The cathedral also culminates the Way of St. James or Camino de Santiago which could start all the way from France, Spain, and Portugal, even as far England and Italy. Driven by a firm Catholic faith, pilgrims walk for miles from various cities – spanning weeks and months. Most of the paths are already organized because most of them have already existed for centuries but still, it is a lot of walk. I wish I could have tried, at least the one from Porto which is probably the shortest. Apparently, you need to invest a lot of time for it. Maybe soon on a long break I would, because I heard from the accounts of many successful pilgrims that the way to Santiago is indeed a very transformative experience. In fact, blissful pilgrims with their color-coded shirts, walking sticks, and man-sized backpacks are very happy to greet you at the main plaza upon the St.

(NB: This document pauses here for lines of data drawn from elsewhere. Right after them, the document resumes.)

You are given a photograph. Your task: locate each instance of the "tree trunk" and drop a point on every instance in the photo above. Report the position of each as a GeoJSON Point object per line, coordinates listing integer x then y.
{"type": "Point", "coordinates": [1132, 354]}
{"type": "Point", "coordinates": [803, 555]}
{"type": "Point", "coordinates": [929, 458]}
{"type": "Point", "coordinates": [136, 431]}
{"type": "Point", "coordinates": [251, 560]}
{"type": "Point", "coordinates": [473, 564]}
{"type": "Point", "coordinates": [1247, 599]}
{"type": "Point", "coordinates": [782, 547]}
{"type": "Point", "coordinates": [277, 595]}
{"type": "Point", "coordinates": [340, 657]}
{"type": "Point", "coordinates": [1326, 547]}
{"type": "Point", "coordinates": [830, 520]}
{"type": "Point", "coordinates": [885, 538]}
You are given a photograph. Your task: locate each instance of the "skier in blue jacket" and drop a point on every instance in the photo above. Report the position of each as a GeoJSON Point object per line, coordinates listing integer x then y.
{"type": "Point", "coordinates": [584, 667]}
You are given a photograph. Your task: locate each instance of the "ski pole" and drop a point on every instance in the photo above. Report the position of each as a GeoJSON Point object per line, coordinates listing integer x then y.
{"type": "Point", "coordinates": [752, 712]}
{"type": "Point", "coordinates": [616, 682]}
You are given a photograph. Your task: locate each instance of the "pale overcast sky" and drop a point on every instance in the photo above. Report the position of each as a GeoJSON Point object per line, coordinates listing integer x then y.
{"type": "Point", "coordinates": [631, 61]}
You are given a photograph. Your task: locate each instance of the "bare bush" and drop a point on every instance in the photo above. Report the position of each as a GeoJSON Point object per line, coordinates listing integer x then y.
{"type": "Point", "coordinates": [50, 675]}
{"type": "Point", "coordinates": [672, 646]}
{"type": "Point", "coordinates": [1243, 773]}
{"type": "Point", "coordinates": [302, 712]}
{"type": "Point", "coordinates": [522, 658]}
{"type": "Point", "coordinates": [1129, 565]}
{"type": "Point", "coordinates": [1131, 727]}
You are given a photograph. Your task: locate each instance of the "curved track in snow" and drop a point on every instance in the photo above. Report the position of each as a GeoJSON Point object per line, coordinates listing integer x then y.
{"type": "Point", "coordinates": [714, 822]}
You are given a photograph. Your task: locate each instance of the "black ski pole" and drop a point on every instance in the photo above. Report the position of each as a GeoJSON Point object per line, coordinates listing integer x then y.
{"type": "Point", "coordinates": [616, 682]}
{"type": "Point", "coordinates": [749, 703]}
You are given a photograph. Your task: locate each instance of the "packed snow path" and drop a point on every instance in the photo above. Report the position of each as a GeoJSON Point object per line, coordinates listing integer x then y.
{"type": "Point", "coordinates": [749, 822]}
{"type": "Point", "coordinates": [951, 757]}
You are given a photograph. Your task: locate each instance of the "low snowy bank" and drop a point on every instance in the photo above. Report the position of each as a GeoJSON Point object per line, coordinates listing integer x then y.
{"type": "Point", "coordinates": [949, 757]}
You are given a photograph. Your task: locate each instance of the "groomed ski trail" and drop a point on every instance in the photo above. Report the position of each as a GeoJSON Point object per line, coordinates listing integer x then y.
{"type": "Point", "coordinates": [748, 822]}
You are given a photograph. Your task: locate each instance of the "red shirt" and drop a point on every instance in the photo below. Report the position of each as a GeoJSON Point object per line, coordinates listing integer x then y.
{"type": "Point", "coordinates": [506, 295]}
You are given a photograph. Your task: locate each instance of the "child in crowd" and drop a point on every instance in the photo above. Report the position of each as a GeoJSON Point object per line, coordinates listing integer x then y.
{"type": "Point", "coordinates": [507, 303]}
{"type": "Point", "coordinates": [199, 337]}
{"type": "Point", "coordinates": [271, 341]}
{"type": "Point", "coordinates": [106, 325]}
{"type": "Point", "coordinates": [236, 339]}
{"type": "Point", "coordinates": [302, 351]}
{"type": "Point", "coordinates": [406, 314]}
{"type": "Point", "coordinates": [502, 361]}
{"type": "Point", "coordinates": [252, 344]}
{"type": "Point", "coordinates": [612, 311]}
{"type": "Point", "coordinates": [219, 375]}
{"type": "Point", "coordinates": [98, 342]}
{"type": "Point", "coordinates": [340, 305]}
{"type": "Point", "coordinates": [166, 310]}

James’ marker, having survived days on the rough roads and finally seeing the rewards of their toil.

Food is also a pleasant way to enjoy the city with a wide range of seafood offerings especially the exotic octopus. Aside from the Cathedral, there is really nothing much of a must-see except to just probably enjoy the old town feel from the well-preserved structures that surround the cathedral. Well, I think hanging out and sunbathing by the open space in front of the main facade of the cathedral with the happy pilgrims full of interesting stories from their journeys would already be enough to satisfy your craving for a unique experience.